After much preparation ( and a good deal of time spent driving out to her winter resting place in Stillwater ), I’ve managed to get my S2 8.0 Sanctuary up to the big lake, into the water, rigged, and over to her slip in Red Cliff.

It was by a factor of at least 3 the largest load I've ever towed, but my rusty old F-250 power stroke made short work of the trip ( finally, I feel like I didn't overdo it on the truck purchase).

I was nervous about vertical clearance; though the boat seems incredibly tall on its trailer, it's actually only about 12 feet or so, and therefore easily clears anything a semi trailer can drive under. Nevertheless, the first few bridges I went under made me quite nervous. But, just like the previous owner assured me, it cleared everything just fine.

2016 montgomery sailboat launch I brought the boat up to Schooner Bay for the launch. It was near my slip and I could arrange the launch fairly early in the year (May 13th) and on a weekend that aligned well with my schedule.

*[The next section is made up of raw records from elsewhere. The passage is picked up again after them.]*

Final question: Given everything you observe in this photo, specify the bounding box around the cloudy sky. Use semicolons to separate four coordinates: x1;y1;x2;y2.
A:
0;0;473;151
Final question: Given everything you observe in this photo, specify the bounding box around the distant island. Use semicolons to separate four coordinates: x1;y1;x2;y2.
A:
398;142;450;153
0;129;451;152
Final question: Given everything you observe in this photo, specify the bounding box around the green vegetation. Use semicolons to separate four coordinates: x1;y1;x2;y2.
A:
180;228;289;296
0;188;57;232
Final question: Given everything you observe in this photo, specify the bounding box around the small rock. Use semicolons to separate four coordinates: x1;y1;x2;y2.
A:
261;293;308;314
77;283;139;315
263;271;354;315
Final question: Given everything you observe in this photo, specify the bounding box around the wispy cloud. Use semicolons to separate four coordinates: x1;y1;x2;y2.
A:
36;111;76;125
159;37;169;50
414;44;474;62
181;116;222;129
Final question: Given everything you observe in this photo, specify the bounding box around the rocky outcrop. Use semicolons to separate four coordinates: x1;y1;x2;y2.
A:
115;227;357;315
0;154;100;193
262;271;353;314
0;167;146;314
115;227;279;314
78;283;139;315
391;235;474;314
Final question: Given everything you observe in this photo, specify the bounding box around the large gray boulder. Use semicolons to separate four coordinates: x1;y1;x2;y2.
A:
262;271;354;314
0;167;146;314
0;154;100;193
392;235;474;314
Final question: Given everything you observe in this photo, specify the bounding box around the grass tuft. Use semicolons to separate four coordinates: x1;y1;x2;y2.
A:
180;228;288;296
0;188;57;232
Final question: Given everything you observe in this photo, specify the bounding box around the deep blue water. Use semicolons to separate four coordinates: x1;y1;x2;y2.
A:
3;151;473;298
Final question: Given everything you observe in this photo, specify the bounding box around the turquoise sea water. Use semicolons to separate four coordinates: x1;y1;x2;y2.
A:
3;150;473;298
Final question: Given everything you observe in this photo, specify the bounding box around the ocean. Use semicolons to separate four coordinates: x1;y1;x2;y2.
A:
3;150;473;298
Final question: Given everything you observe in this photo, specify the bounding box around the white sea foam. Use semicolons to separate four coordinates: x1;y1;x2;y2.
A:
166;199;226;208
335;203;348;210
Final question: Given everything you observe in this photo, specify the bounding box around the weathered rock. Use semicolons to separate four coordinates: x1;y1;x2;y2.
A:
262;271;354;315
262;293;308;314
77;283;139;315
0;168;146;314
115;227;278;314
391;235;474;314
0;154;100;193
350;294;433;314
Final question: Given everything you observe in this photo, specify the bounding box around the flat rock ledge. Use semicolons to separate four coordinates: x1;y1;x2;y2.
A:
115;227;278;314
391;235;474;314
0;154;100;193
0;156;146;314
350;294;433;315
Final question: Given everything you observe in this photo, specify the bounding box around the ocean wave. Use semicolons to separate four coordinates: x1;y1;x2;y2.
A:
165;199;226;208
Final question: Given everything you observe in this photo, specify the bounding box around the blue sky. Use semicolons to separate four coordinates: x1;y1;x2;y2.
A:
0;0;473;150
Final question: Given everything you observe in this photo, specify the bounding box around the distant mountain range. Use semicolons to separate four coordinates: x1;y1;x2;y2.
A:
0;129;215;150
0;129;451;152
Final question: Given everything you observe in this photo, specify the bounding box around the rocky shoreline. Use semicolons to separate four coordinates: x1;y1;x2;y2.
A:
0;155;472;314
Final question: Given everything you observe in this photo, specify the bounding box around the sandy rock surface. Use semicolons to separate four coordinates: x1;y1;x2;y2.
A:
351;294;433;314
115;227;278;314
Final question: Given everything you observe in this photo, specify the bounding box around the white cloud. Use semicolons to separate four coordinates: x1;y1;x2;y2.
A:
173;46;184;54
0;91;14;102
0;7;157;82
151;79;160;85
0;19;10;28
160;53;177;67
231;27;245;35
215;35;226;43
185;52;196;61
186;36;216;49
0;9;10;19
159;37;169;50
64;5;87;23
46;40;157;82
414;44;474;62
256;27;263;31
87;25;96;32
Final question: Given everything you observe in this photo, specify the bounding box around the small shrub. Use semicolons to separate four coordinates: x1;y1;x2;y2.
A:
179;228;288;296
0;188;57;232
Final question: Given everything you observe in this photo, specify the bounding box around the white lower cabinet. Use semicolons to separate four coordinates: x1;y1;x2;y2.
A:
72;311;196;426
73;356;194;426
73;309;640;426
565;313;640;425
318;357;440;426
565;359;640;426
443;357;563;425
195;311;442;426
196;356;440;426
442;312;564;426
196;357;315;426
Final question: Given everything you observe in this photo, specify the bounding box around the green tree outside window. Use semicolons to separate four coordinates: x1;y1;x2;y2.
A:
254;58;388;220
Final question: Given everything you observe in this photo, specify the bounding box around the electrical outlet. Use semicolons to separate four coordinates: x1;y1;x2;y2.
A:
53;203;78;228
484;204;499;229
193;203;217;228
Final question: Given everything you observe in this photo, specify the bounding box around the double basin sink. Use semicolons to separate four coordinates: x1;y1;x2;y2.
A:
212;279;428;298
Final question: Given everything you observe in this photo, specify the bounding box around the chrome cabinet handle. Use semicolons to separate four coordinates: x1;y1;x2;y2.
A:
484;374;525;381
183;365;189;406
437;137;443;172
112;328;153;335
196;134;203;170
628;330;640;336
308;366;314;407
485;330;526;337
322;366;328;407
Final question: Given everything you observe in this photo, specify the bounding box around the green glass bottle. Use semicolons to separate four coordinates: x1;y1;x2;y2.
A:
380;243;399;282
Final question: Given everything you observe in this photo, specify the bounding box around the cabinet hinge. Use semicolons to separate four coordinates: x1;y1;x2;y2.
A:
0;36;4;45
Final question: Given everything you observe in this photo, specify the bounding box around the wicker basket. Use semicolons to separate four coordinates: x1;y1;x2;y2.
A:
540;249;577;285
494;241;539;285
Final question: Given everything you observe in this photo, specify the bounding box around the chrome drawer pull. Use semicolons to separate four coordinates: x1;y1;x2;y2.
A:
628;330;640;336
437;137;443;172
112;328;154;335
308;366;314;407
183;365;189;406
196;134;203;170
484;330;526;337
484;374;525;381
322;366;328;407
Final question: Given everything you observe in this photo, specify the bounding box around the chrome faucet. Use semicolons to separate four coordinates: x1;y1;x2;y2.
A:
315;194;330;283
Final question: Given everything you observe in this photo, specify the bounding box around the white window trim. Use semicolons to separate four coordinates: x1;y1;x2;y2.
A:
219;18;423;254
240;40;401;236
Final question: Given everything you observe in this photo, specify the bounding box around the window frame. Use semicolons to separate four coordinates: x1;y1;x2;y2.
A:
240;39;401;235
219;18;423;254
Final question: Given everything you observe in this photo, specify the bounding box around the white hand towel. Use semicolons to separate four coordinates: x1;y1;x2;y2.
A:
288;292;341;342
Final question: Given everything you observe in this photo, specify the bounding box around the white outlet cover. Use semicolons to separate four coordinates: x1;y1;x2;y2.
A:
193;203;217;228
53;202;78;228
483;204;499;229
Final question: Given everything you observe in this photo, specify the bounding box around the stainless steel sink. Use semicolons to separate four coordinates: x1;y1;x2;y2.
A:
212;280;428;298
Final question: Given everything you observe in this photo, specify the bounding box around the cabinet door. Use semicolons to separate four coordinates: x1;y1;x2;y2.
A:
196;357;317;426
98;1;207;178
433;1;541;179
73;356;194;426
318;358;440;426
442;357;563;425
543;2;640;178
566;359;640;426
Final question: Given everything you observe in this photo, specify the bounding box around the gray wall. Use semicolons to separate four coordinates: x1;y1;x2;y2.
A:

The launch went well. It was fun to watch the big crane pick up the boat and plop it into the lake. I'm used to folks with big industrial machines wanting me to stay far away, so I got a kick out of having to scramble onto the boat while it was still in the sling to make sure it wasn't going to sink ( while it's still attached to a big crane is the ideal time to realize the water's not saying on the correct side of the hull). But, she was dry as a bone inside.

The riggers attached the stays and upper shrouds and left tensioning and the lower shrouds to me. I didn't expect this, but it was a good opportunity to get some hands-on experience with the rigging. It took a surprisingly long time - hours! - to figure out the standing rigging, run all the running rigging, get a clevis pin through the gooseneck, and all the mistakes that went along with it. But I finally got all the pieces hooked up and we seemed to be ready to go.

I had a bit of a scare when I tried to leave the wharf, as I had managed to disengage the transmission. I then wondered, why is the boat not moving? But luckily my mistake was fairly obvious, and I made no such error the next time. The lower unit engaged and for the first time I brought the boat out into the lake. (Actually, truth be told, I first had to follow a serpentine path out from the wharf and past the marina, keeping carefully to the dredged channel and away from the shoals and the wreck out in the middle of the bay. But it wasn't as hard as I thought it might be.)